A new study from a team of researchers of the University of Pittsburgh Center for Vaccine Research (CVR), entitled “Engineered Cationic Antimicrobial Peptides (eCAPs) to Overcome Multidrug Resistance by ESKAPE Pathogens” demonstrated the effectiveness of a new antibiotic alternative as an inhibitor of the growth of drug-resistant bacteria. The findings could someday impact the Cystic Fibrosis patient population in particular, who rely on viable anti-bacterial drugs to combat potentially deadly lung infections.
Multiple drug resistance constitutes a threat to medical achievements, with estimates that in the U.S. at least 2 million people are infected with drug-resistant bacteria. For those with CF, who are often prescribed antibiotics on an ongoing basis to neutralize bacterial lung infections before they crop up, this issue is even more critical. However, in spite of these serious unmet medical needs, research into the development of new antibiotics that can fight bacteria resistance mechanisms have been scarce in the last decades.
“Very few, if any, medical discoveries have had a larger impact on modern medicine than the discovery and development of antibiotics,” said Dr. Ronald C. Montelaro in a recent press release. “However, the success of these medical achievements is being threatened due to increasing frequency of antibiotic resistance. It is critical that we move forward with development of new defenses against the drug-resistant bacteria that threaten the lives of our most vulnerable patients.”

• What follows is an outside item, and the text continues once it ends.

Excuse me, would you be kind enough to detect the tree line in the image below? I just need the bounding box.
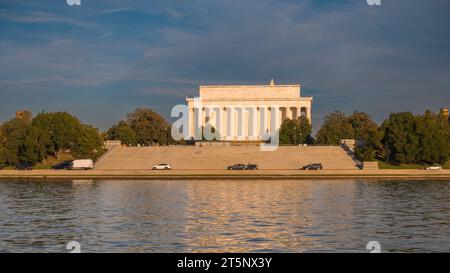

In the study published in the journal Antimicrobial Agents and Chemotherapy, the team of researchers led by Ronald C. Montelaro, Ph.D., professor and co-director of Pitt’s CVR, developed two cationic antibiotic peptides (eCAPs), called WLBU2 and WR12 to overcome resistance from 143 clinical isolates representing the most common pathogens.
They compared the effects of common drugs (a natural antimicrobial peptide called LL37, and a standard antibiotic called colistin) and eCPAs. Results revealed that LL37 and colistin inhibited the growth of 51% the clinical isolates, whereas eCAPs inhibited 87% to 91%. Furthermore, bacteria treated with common drugs developed resistance in three days, while the same bacteria treated with the two eCAPs developed resistance only after 25 to 30 days. Furthermore, the two eCPAs (WLBU2 and WR12) were found to kill Pseudomonas aeruginosa after their resistance to the common compounds.
In the press release, Dr. Motelaro said about the performance of the eCPAs, “We were very impressed with the performance of the eCAPs when compared with some of the best existing drugs, including a natural antimicrobial peptide made by Mother Nature and an antibiotic of last resort. However, we still needed to know how long the eCAPs would be effective before the bacteria develop resistance.”
“We plan to continue developing the eCAPs in the lab and in animal models, with the intention of creating the least-toxic and most effective version possible so we can move them to clinical trials and help patients who have exhausted existing antibiotic options,” said Dr. Montelaro in the press release.
This study offers encouraging results, but requires further investigations of eCAPs for use in clinical settings.